Crack. Street/Care © Christian Tragni
Crack. Street/Care © Christian Tragni
Christian Tragni veut montrer le visage et l'humanité de ceux que l'on oublie et que l'on donne comme perdus. « J'ai essayé de montrer que ces gens sont des êtres humains qui ont besoin d'aide et qui ne sont pas des bêtes tueuses prises dans les affres d'une folie collective », dit-il. Son métier de photographe reste indissociable de sa vision sociale et politique. Il l'est aussi de son souci de ne pas sombrer dans un voyeurisme misérabiliste : « Il y a des contradictions majeures dans mon travail. J'essaie de le faire d'une manière éthique même si dans certaines situations l'on doit faire un choix entre le rôle de documentation du photojournalisme et l'intimité des individus ». Il ajoute que si l'intention est noble et honnête, ce ne peut pas être mal de photographier une personne qui dort ou souffre, tout du moins dans ce contexte. Mais il se questionne en permanence sur le sujet.
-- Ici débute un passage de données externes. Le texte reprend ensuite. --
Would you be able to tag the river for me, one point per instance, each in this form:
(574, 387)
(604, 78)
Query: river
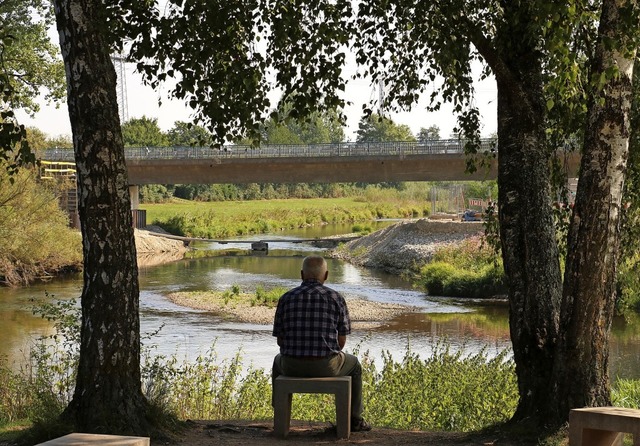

Crack. Street/Care © Christian Tragni
Crack. Street/Care © Christian Tragni
Crack. Street/Care © Christian Tragni
« Cette zone est sans doute la plus dangereuse de Sao Paulo donc il faut la comprendre et y aller petit à petit, essayer tout doucement de gagner la confiance des gens à qui on s'adresse ». Il a d'ailleurs lâché son habituel Nikon 800, pour un compact Coolpix p300, qui en plus de coûter moins cher en cas de vol, n'attire pas l'attention.
Son travail n'est parfois pas sans rappeler Cocaine True, Cocaine Blue de Eugene Richards. Qu'en pense-t-il ? « Il y a des images qui d'une certaine manière peuvent effectivement y faire penser, mais il est allé beaucoup plus loin, il a fait un travail magnifique ».
Celui de Christian Tragni n'est vraiment pas mal non plus.